SAFETY PORLAS IN MIX
Safety Dane Kealoha Porlas is returning to the site of his best college play, this time as a possible starter in one of the Warriors' defensive schemes.
In the nickel package that employs five defensive backs, left safety Keao Monteilh becomes the nickelback, replacing left-side linebacker Brad Kalilimoku. Yesterday, Porlas entered as the left safety, a position previously played by Desmond Thomas when the Warriors used five defensive backs.
"We'll see what happens," defensive coordinator Greg McMackin said, noting Thomas also will be used in nickel defenses.
Porlas said: "I'm getting an opportunity, and I'll do the best I can. We'll see how long it lasts."
Two years ago, Porlas made a key interception against San Jose State.
"I hope good things happen again," Porlas said.
Rich Miano, who coaches the defensive backs, said Porlas has "worked hard. He's going to get an opportunity to see what he can do."
For the second time this season, Solomon Elimimian was named the Western Athletic Conference's Defensive Player of the Week.
More remarkable than his career-high 20 tackles — a total that appeared to be under-counted, according to television replays — was that Elimimian played after suffering a mild concussion in the third quarter.

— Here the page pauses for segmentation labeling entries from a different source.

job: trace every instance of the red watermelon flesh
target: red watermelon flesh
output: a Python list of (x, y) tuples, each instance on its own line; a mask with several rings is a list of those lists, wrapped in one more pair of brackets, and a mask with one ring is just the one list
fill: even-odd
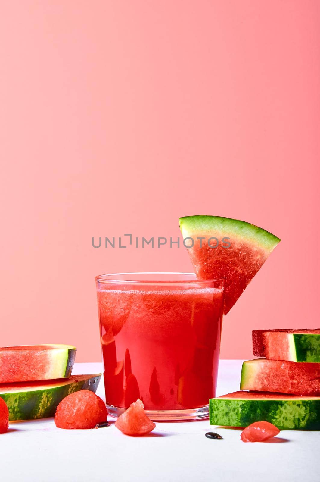
[(145, 435), (151, 432), (156, 424), (147, 416), (144, 405), (139, 399), (116, 420), (115, 425), (126, 435), (135, 437)]
[[(301, 328), (293, 330), (287, 328), (277, 330), (254, 330), (252, 332), (253, 352), (255, 357), (266, 357), (272, 360), (288, 360), (290, 350), (289, 340), (287, 334), (320, 335), (320, 329), (309, 330)], [(306, 360), (306, 361), (307, 361)]]
[(244, 362), (241, 389), (320, 396), (320, 363), (258, 358)]
[(68, 378), (76, 351), (69, 345), (0, 348), (0, 383)]
[(179, 224), (198, 278), (227, 280), (225, 314), (280, 241), (254, 225), (219, 216), (186, 216)]
[(279, 429), (269, 422), (254, 422), (242, 430), (240, 438), (243, 442), (264, 442), (280, 432)]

"I don't remember," Elimimian said of a play that left him briefly groggy. "It happens in football. It was one of those things that happens in a game that you have to bounce back from. I was able to come back."
He re-entered after being cleared by the medical staff.

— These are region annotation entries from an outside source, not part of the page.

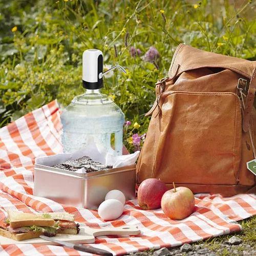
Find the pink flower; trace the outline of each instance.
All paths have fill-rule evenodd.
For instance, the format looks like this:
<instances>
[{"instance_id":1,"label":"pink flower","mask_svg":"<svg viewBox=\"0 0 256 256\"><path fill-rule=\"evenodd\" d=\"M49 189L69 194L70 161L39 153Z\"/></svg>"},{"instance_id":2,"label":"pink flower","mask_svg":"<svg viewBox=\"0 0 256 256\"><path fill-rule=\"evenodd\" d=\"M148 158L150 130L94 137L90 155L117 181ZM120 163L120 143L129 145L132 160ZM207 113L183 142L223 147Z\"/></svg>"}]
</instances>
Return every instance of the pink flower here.
<instances>
[{"instance_id":1,"label":"pink flower","mask_svg":"<svg viewBox=\"0 0 256 256\"><path fill-rule=\"evenodd\" d=\"M132 124L132 122L131 121L126 121L124 122L124 126L129 126Z\"/></svg>"},{"instance_id":2,"label":"pink flower","mask_svg":"<svg viewBox=\"0 0 256 256\"><path fill-rule=\"evenodd\" d=\"M145 140L145 139L146 138L146 133L144 133L140 136L140 138L143 141Z\"/></svg>"},{"instance_id":3,"label":"pink flower","mask_svg":"<svg viewBox=\"0 0 256 256\"><path fill-rule=\"evenodd\" d=\"M132 137L133 144L135 145L139 145L140 142L140 136L137 133L136 133L133 135Z\"/></svg>"},{"instance_id":4,"label":"pink flower","mask_svg":"<svg viewBox=\"0 0 256 256\"><path fill-rule=\"evenodd\" d=\"M158 51L154 46L151 46L147 52L145 54L144 58L146 61L153 62L159 57L159 56Z\"/></svg>"}]
</instances>

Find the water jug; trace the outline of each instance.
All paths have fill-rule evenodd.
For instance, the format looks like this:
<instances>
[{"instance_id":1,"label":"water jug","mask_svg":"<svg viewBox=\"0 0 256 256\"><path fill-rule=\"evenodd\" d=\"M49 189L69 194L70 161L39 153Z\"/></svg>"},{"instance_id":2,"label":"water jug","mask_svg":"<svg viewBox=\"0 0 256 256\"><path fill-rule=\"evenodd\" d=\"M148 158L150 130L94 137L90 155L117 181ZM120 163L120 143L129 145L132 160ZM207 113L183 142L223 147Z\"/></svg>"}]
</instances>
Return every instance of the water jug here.
<instances>
[{"instance_id":1,"label":"water jug","mask_svg":"<svg viewBox=\"0 0 256 256\"><path fill-rule=\"evenodd\" d=\"M121 155L124 115L113 100L102 94L103 76L116 66L103 72L101 51L85 51L82 56L82 85L85 93L74 98L60 118L63 126L62 142L65 152L73 152L88 145L92 136L97 145L114 155ZM113 149L111 140L114 139Z\"/></svg>"}]
</instances>

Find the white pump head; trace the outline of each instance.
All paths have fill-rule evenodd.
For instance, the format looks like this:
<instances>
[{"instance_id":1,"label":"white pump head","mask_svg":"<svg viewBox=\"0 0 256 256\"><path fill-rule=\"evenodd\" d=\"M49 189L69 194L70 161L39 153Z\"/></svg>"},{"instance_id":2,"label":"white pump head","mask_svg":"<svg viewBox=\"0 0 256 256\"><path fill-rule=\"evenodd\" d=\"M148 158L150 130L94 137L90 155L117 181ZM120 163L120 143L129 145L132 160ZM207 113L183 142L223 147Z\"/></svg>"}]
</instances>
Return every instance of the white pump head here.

Elimimian praised the defensive line for opening gaps for the linebackers.
"The scheme that we have allows me to make plays," Elimimian said.
Elimimian leads the Warriors with 73 tackles, 22 more than runner-up Adam Leonard. Elimimian said he gains inspiration studying videotapes of All-Pro linebacker Ray Lewis of the Baltimore Ravens. McMackin coached Lewis at the University of Miami.
"It's unbelievable how instinctive he is, and ferocious," Elimimian said.
Linebackers coach Cal Lee said: "Why not try to emulate a guy who's at the next level, plays hard and does good things? If he wants to be like Ray, I'm all for it."
Inspiration comes in many forms, and last Friday night it was drawn from a 300-pound defensive tackle acting like the title character from the movie "Rudy," who had acted like Notre Dame legend Knute Rockne giving a win-one-for-the-Gipper speech.
During a defensive meeting at a Waikiki hotel, the Warriors had finished watching, "Rudy." Then Keala Watson stood on a chair and gave an animated recital of that movie's famous pep talk.
"I was the only one who had the guts to stand up and do the speech," said Watson, whose impersonation received howling laughter, mostly because it was delivered on a wobbling chair.
"I was trippin'," defensive tackle Fale Laeli said. "It was something out of the ordinary for Keala. I knew he was a comedian, but I didn't know he would do that."
Defensive line coach Jeff Reinebold said: "I wasn't surprised he spoke. I was surprised with what he chose to do. ... Keala gets up and stands on the chair and goes into the whole Rudy speech with the pantomime and the whole thing. It brought the house down. As he was standing up there, the leg of the chair collapses. We almost lost him for the game."